All this observed by his other son, Mariano. Once the sentence was completed, each part of his body was sent to a town in the rebel zones: his head was sent to the town of Tinta, an arm to Tungasuca, the other to the province of Carabaya, a leg to the town of Livitaca in Chumbivilcas, and the other to the town of Santa Rosa in Lampa. All this with a spirit of warning and frightening the peoples who want to join the rebellion.
The surviving children of Túpac Amaru, Mariano, 22, and Fernando, 12, with nearly 80 relatives, were expelled from the Viceroyalty of Peru, having to walk from Cuzco to Lima, in a true walk of death, crossing punas and mountain ranges . frosts suffering the inclemency of the weather and of the men, for finally, those who managed to survive, to be locked up in the fortress of Real Felipe and then to be shipped to the prisons of Africa and Spain. Of all the deportees , only one half-brother of Túpac Amaru managed to survive: Juan Bautista, who returned to America after 40 years in prison, managing to write his memoirs called "Forty years of captivity", where he would recount the cruelty and cruelty suffered by his family.
at the hands of his Spanish captors. The death of Túpac Amaru marked the end of a cycle of anti-colonial indigenous uprisings and the beginning of the independence dream in America, both his actions and his suffering mobilized men and ideas throughout the American continent, failing to silence his memory despite his death.

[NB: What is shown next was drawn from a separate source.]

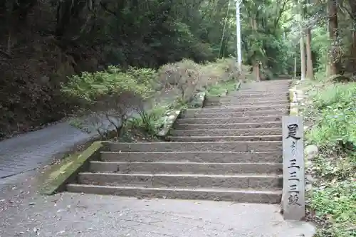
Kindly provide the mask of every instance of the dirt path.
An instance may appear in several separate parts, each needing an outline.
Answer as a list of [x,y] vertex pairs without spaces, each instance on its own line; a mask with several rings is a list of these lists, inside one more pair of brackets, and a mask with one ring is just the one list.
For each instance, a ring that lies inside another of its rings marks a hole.
[[[159,99],[165,102],[176,95],[177,92],[167,91]],[[85,144],[96,135],[93,130],[85,132],[63,122],[1,141],[0,186],[14,183],[18,174],[51,163],[54,157]]]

Alejandro Romualdo, an outstanding Peruvian poet, represented the death and transcendence of Túpac Amaru II in the following way: They will take out his dreams and his eyes They will want to dismember him screaming.

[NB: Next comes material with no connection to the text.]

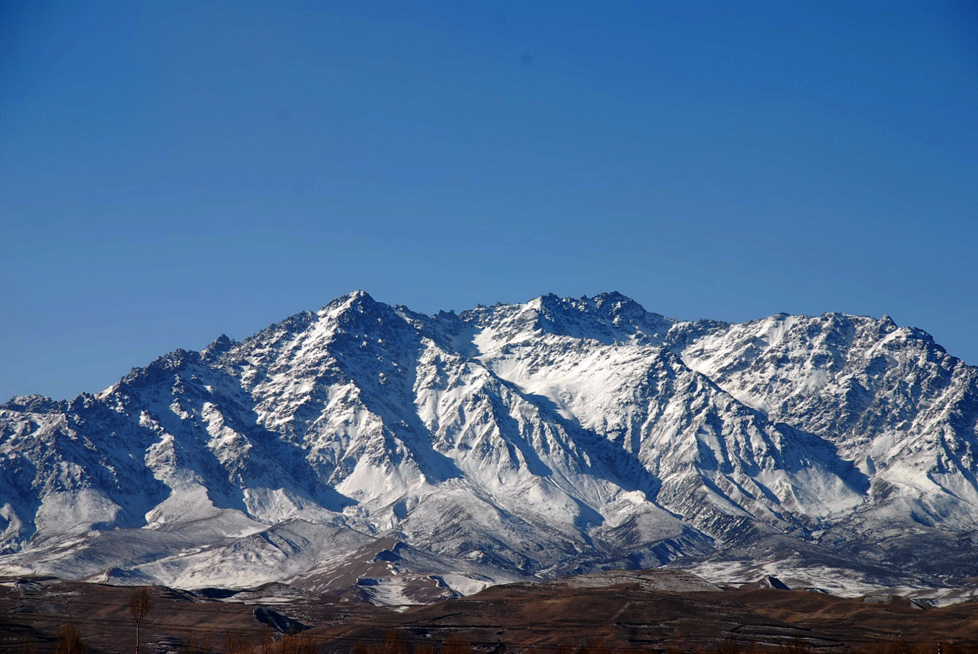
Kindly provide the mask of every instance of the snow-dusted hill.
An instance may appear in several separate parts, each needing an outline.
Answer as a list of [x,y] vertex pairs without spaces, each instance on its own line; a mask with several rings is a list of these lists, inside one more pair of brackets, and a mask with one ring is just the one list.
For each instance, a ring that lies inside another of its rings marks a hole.
[[976,422],[978,369],[887,317],[683,323],[618,293],[424,316],[358,291],[0,406],[0,574],[399,603],[671,564],[960,593]]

They will spit it out. And with killing blows they will nail him: and they will not be able to kill him! They will want to fly it and they will not be able to fly it.
They will want to break it and they will not be able to break it. They will want to kill him, but, They will not be able to get it. On the third day of suffering, when everything is created consummated, shouting freedom!
on earth, must return. And they won't be able to kill him.